Estimation and Inference for Policy Relevant Treatment Effects
Yuya Sasaki, Takuya Ura

TL;DR
This paper introduces a novel orthogonal score method for estimating the policy relevant treatment effect (PRTE), enabling more accurate inference by mitigating the influence of preliminary estimators.
Contribution
It develops the first limit distribution theory for PRTE inference using double debiased estimation with orthogonal scores.
Findings
Orthogonal score approach reduces bias from preliminary estimators.
Asymptotic distribution of PRTE estimator is derived.
Method improves robustness of policy effect estimation.
Abstract
The policy relevant treatment effect (PRTE) measures the average effect of switching from a status-quo policy to a counterfactual policy. Estimation of the PRTE involves estimation of multiple preliminary parameters, including propensity scores, conditional expectation functions of the outcome and covariates given the propensity score, and marginal treatment effects.
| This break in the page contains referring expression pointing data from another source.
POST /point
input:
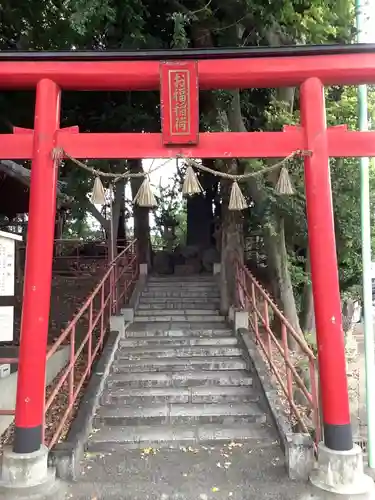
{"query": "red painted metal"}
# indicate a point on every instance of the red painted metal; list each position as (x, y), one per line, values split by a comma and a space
(37, 287)
(341, 143)
(344, 69)
(281, 360)
(86, 334)
(324, 269)
(179, 103)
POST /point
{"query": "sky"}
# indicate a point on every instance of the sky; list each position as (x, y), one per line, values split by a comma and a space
(162, 171)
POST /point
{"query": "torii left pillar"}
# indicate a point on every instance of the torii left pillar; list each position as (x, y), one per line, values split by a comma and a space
(25, 468)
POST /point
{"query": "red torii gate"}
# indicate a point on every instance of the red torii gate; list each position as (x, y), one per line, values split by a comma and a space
(179, 79)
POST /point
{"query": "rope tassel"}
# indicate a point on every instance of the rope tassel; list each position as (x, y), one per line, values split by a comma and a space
(191, 183)
(98, 194)
(237, 200)
(284, 184)
(145, 197)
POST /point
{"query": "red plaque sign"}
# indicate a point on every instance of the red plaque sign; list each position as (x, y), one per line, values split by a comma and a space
(179, 102)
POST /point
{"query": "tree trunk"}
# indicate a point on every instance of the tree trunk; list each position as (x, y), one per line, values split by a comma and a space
(141, 218)
(278, 262)
(307, 316)
(231, 247)
(199, 221)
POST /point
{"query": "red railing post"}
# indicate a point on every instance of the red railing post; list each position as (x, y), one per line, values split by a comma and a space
(324, 271)
(72, 364)
(255, 315)
(38, 272)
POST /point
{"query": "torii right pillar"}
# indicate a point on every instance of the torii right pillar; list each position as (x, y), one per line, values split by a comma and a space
(340, 463)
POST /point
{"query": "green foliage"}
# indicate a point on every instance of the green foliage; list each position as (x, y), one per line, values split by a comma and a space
(137, 24)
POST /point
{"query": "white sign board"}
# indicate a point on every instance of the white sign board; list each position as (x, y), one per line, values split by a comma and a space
(6, 323)
(7, 264)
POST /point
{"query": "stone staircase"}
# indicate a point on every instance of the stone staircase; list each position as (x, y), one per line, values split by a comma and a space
(179, 376)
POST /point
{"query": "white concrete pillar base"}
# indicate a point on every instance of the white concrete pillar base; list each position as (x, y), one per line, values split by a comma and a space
(342, 473)
(26, 475)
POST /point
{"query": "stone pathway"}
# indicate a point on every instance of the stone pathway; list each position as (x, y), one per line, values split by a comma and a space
(214, 472)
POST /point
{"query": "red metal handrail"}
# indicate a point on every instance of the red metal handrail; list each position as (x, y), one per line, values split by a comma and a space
(85, 335)
(280, 357)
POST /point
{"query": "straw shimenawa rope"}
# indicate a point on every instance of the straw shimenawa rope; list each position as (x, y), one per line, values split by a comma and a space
(191, 185)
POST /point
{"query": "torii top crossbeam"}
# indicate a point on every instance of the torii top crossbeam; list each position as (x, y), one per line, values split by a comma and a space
(179, 75)
(207, 69)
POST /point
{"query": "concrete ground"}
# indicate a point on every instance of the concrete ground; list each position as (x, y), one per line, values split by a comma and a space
(215, 472)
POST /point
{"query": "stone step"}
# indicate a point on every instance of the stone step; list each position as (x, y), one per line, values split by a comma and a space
(179, 364)
(179, 288)
(176, 300)
(181, 294)
(139, 353)
(187, 318)
(183, 379)
(180, 414)
(179, 312)
(198, 394)
(174, 436)
(178, 329)
(182, 283)
(177, 341)
(151, 304)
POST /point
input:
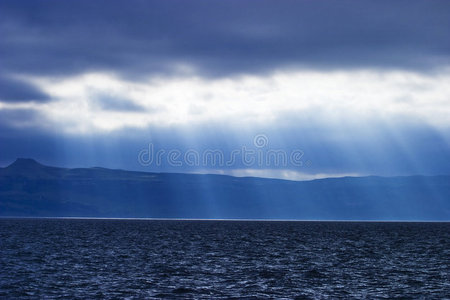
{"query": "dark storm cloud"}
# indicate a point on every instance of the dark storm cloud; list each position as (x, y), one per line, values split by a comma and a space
(136, 38)
(18, 91)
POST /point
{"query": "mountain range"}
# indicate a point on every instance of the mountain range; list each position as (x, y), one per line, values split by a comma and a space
(30, 189)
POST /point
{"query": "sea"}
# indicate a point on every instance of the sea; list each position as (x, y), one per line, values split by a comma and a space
(205, 259)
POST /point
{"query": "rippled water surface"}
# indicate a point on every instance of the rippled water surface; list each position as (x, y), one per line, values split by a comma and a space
(68, 258)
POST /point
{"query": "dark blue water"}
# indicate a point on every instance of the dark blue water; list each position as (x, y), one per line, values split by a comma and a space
(135, 259)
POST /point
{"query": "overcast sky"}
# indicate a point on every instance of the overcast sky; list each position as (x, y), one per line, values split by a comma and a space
(358, 87)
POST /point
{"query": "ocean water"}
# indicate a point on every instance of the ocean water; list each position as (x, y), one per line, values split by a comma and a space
(145, 259)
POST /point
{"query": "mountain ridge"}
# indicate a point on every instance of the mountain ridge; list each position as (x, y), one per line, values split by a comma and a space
(28, 188)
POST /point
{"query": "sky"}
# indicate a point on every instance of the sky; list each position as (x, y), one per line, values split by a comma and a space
(285, 89)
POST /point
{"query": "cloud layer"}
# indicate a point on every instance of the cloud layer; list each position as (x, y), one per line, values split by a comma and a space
(239, 36)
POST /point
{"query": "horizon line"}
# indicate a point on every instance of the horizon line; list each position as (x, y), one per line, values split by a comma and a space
(229, 219)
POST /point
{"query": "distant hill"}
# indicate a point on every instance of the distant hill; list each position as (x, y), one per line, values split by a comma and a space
(28, 188)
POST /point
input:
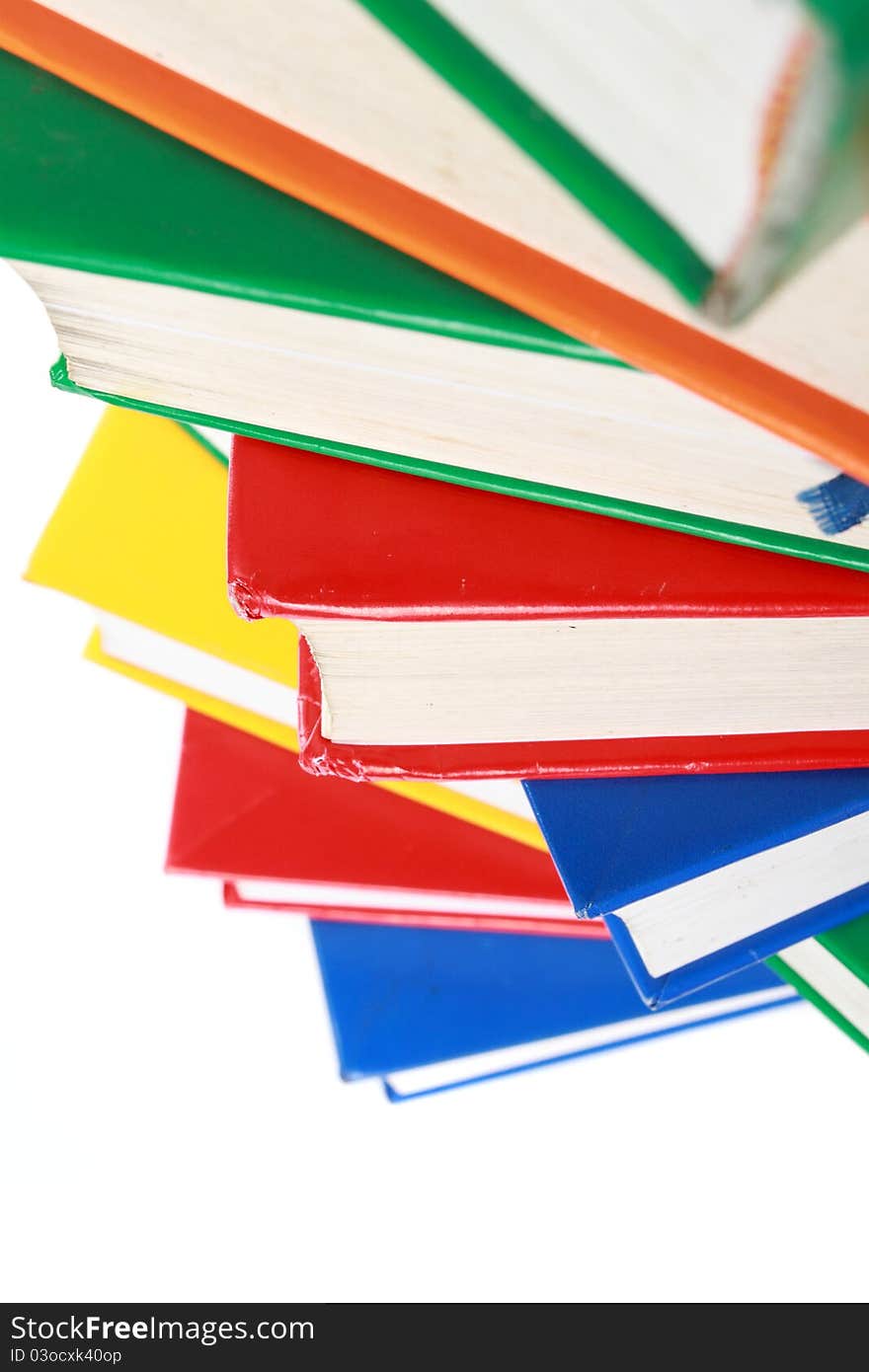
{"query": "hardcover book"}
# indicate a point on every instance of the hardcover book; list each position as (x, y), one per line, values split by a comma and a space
(347, 345)
(832, 971)
(280, 840)
(428, 1009)
(140, 535)
(697, 877)
(415, 162)
(453, 633)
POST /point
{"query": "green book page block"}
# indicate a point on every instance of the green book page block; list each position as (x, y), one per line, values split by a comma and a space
(819, 1002)
(598, 189)
(90, 187)
(815, 549)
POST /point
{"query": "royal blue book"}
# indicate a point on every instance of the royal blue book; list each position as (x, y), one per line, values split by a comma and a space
(430, 1009)
(700, 877)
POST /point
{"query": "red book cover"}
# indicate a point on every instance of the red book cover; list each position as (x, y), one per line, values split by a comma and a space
(316, 535)
(246, 813)
(310, 535)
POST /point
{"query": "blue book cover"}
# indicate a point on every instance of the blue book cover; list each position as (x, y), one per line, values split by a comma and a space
(699, 877)
(430, 1009)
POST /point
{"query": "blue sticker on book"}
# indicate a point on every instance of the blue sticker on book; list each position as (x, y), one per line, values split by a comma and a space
(836, 505)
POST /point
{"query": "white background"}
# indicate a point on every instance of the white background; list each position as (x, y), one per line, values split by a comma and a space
(176, 1128)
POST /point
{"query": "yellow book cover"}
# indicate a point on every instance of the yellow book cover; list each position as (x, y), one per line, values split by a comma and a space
(139, 534)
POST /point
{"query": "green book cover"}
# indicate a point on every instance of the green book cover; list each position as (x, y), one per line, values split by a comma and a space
(850, 946)
(815, 187)
(91, 189)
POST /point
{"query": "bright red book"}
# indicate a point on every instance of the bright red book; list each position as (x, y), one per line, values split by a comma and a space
(277, 838)
(777, 647)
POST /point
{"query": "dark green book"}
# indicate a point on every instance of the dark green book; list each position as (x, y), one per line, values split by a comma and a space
(180, 285)
(787, 87)
(832, 971)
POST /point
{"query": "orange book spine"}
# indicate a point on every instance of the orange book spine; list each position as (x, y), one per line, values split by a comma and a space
(482, 257)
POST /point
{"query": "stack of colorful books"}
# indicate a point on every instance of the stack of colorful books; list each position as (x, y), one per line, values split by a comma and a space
(485, 470)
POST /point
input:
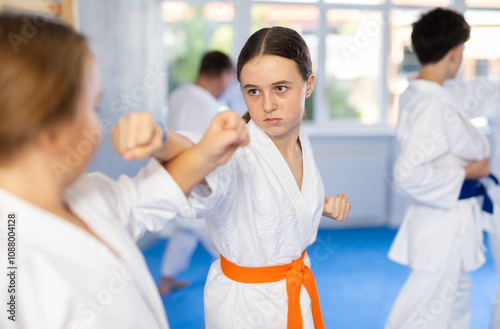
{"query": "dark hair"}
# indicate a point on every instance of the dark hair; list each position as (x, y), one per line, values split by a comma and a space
(277, 41)
(41, 76)
(437, 32)
(214, 63)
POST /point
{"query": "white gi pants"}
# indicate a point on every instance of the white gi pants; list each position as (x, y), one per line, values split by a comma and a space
(434, 300)
(181, 246)
(494, 241)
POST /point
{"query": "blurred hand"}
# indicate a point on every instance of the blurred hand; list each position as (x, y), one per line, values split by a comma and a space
(478, 169)
(337, 207)
(137, 136)
(226, 133)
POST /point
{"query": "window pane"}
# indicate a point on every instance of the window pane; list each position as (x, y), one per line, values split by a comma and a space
(482, 53)
(483, 3)
(352, 64)
(358, 2)
(429, 3)
(403, 61)
(300, 1)
(302, 18)
(191, 31)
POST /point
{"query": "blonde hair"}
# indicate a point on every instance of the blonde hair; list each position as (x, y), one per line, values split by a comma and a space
(41, 77)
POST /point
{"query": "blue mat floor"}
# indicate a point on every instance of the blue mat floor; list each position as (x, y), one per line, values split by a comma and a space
(356, 282)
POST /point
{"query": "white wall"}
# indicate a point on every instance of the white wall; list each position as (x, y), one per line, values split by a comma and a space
(126, 37)
(361, 166)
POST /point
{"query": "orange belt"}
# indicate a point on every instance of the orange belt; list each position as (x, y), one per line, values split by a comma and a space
(295, 274)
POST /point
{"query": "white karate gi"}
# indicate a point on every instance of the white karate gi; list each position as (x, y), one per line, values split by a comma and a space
(258, 217)
(481, 98)
(441, 237)
(191, 108)
(67, 279)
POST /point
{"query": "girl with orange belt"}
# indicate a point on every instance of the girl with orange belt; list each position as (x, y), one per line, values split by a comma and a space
(265, 205)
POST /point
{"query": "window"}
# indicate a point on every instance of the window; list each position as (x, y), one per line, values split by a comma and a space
(191, 30)
(361, 49)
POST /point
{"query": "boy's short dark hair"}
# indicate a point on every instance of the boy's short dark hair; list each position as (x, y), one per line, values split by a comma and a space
(214, 63)
(437, 32)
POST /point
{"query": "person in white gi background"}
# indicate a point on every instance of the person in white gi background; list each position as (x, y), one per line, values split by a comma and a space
(481, 98)
(441, 237)
(191, 108)
(71, 237)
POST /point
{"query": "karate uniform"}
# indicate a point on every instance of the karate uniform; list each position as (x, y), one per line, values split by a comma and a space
(258, 217)
(67, 279)
(441, 237)
(191, 108)
(481, 98)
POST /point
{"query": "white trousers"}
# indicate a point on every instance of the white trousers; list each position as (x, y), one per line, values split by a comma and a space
(181, 246)
(494, 240)
(434, 300)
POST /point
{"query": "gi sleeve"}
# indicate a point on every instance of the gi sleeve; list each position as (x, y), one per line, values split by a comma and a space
(477, 98)
(143, 203)
(417, 172)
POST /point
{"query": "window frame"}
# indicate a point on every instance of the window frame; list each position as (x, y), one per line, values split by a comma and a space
(242, 25)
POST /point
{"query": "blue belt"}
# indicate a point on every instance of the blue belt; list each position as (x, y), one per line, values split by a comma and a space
(473, 188)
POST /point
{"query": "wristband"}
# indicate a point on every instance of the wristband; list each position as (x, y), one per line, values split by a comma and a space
(164, 129)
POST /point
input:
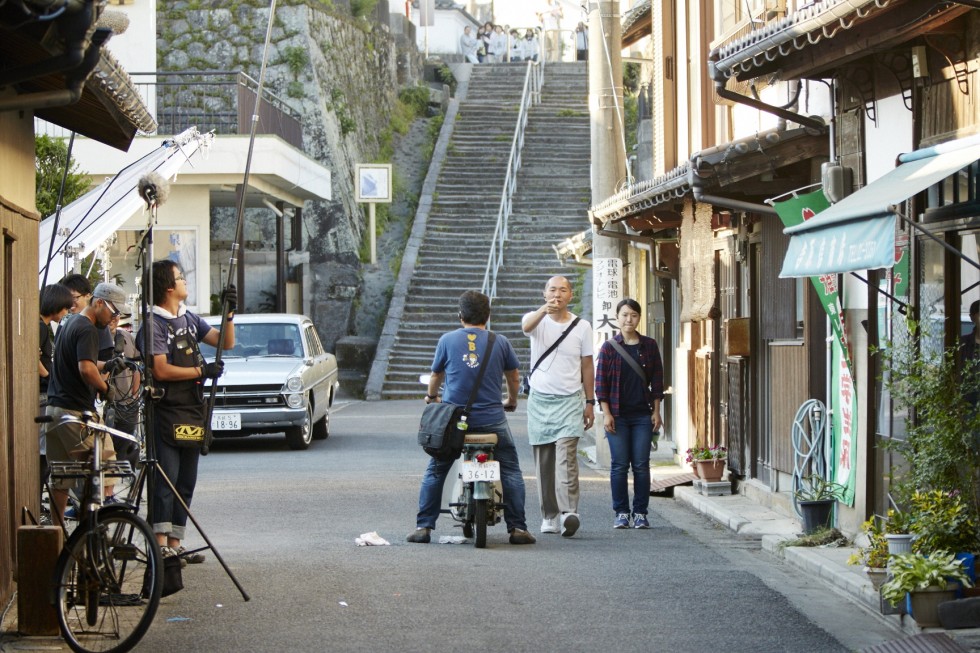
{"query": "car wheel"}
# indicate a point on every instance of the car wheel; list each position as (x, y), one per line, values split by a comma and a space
(321, 429)
(299, 437)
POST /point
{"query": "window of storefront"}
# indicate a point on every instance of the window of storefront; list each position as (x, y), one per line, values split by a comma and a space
(174, 243)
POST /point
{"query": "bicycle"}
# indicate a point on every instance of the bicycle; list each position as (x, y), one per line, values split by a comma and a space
(109, 576)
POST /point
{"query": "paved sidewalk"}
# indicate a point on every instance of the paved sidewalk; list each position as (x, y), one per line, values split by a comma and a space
(750, 519)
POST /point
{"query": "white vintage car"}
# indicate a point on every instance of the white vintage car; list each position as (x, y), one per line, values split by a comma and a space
(278, 378)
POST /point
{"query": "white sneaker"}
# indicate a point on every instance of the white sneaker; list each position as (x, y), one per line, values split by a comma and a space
(569, 524)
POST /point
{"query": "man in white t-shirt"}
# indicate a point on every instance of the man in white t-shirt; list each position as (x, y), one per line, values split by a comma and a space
(551, 24)
(560, 405)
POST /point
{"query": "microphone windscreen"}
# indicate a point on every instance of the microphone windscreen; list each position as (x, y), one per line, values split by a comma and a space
(153, 188)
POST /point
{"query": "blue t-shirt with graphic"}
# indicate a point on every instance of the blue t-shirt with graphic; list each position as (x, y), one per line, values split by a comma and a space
(459, 354)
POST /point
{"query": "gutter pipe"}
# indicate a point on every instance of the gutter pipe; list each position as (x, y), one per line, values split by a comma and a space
(813, 122)
(697, 189)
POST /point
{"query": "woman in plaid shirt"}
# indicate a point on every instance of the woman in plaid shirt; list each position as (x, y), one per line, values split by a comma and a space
(631, 412)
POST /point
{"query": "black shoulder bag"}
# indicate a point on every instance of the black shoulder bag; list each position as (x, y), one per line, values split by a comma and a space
(443, 426)
(526, 380)
(630, 361)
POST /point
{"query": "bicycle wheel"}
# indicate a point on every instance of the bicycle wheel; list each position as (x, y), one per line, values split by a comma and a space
(108, 586)
(481, 523)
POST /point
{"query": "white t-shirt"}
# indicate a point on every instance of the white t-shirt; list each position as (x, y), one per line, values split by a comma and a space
(561, 372)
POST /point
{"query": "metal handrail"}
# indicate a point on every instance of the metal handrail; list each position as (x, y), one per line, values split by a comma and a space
(533, 80)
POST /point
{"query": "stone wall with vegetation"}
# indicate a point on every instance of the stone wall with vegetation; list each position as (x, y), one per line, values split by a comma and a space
(341, 71)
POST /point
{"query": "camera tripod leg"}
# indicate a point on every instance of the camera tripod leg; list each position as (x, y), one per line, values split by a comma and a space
(190, 515)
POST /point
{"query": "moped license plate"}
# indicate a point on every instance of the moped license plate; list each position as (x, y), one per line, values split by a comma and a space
(474, 471)
(226, 422)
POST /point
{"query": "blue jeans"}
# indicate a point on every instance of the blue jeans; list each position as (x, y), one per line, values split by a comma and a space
(430, 494)
(630, 445)
(180, 466)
These preliminary estimators can affect the asymptotic distribution of the PRTE estimator in complicated and intractable manners. In this light, we propose an orthogonal score for double debiased estimation of the PRTE, whereby the asymptotic distribution of the PRTE estimator is obtained without any influence of preliminary parameter estimators as far as they satisfy mild requirements of convergence rates. To our knowledge, this paper is the first to develop limit distribution theories for inference about the PRTE.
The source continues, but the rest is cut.